2. A opção preferencial pelos pobres como traço marcante da Teologia
Latino-americana e presente na Laudato Si’
A opção pelos pobres não é uma novidade para a Igreja Católica, mas foi reassumida no pontificado de Francisco com uma força impressionante. Esta
característica marca em especial a Igreja latino-americana, e é esta marca que
pretendemos mostrar na primeira parte deste capítulo. Em seguida, olharemos atentamente para esta temática também presente na LS.

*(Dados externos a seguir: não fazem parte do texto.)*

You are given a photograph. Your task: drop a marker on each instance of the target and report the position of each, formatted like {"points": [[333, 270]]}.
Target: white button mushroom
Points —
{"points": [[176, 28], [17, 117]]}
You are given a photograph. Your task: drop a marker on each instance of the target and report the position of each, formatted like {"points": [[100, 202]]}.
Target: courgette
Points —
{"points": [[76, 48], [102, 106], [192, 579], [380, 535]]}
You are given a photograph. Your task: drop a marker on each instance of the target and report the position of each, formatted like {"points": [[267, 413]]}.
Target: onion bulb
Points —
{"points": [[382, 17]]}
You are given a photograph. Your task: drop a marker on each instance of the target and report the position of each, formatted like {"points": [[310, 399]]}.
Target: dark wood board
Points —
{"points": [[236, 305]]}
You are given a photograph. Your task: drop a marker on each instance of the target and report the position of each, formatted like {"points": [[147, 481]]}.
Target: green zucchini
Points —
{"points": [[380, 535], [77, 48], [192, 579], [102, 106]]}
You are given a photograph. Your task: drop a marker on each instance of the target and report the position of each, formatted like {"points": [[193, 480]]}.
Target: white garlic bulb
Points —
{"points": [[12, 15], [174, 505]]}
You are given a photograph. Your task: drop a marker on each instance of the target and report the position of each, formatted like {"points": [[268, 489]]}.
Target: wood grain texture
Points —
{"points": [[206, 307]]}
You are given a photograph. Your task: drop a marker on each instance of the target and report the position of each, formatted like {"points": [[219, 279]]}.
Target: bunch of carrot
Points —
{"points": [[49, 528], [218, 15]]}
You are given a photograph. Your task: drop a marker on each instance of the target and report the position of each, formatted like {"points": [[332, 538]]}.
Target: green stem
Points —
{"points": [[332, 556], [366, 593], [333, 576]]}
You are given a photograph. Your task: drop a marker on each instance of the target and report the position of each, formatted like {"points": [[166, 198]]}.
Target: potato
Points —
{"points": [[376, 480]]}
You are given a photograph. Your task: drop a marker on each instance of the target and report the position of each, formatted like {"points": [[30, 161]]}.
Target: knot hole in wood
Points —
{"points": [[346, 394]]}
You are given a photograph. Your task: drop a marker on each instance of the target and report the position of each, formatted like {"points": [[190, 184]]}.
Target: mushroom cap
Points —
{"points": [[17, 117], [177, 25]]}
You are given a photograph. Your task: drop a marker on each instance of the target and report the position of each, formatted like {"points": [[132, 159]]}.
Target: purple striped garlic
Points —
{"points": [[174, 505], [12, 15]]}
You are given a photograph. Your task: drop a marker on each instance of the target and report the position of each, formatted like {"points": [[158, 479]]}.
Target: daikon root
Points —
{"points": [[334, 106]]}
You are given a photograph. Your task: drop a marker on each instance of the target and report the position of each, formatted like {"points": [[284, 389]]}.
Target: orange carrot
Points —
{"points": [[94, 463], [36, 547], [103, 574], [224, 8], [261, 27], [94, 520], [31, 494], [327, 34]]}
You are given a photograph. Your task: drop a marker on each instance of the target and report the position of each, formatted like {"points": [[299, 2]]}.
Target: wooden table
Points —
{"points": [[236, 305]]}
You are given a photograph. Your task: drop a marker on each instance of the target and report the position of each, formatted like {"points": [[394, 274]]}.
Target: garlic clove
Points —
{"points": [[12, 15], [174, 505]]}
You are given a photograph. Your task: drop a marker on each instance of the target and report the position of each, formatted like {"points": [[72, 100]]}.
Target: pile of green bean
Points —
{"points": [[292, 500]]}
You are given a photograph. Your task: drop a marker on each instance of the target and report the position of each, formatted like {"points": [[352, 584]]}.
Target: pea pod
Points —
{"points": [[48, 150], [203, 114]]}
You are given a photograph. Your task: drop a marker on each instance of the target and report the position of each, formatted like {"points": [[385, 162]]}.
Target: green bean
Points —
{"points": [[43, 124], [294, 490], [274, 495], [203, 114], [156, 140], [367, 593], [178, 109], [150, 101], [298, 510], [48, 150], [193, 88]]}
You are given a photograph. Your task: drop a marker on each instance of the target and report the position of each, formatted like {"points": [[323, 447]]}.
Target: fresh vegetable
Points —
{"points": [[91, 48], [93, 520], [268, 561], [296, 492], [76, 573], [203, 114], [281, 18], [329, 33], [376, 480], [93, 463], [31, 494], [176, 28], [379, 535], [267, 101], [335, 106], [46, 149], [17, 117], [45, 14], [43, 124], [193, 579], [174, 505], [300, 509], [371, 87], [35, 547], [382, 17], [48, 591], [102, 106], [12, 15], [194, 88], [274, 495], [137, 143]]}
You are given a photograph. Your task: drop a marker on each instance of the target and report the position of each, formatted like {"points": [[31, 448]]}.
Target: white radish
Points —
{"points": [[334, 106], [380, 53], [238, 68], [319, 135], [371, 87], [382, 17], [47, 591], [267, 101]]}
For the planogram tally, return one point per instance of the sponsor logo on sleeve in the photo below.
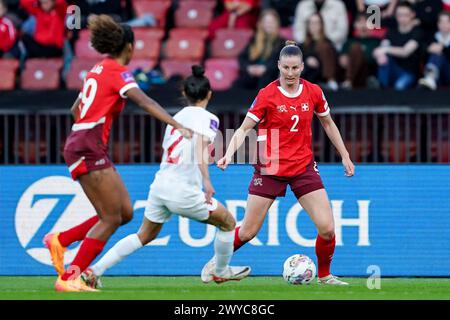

2.1. A opção preferencial pelos pobres como traço marcante da Teologia da
Libertação
O teólogo da Libertação Pablo Richard divide em dois momentos
históricos a Teologia da Libertação (TL): “nascimento e maturação (1962-1989) e, agora, outro, de redefinição, fortalecimento e expansão (desde
1989)”.26 Como elemento que constitui a fase inicial da TdL, Richard apresenta
a opção preferencial pelos pobres (OPP): 1) Opção preferencial pelos pobres: raiz e estrutura básica e permanente
de toda a TL. É a perspectiva que nos diferencia das teologias
progressistas do Primeiro Mundo, que nascem do diálogo com as ciências
sociais e a secularização. Na opção pelos pobres, estes são sujeitos do
Reino de Deus na construção de uma sociedade alternativa. A opção
pelos pobres é a opção contra a pobreza e por uma sociedade na qual
caibam todos e todas, em harmonia com a natureza.27
Mas a quem se refere a TdL quando diz “pobre”? Bingemer descreve as
categorias “pobre e pobreza” inspirada no entendimento de Gustavo Gutiérrez,
descrita em sua obra Teologia e Libertação de 1971:
26 RICHARD, P., Força ética e espiritual da Teologia da Libertação, p.21. 27 RICHARD, P., Força ética e espiritual da Teologia da Libertação, p. 25.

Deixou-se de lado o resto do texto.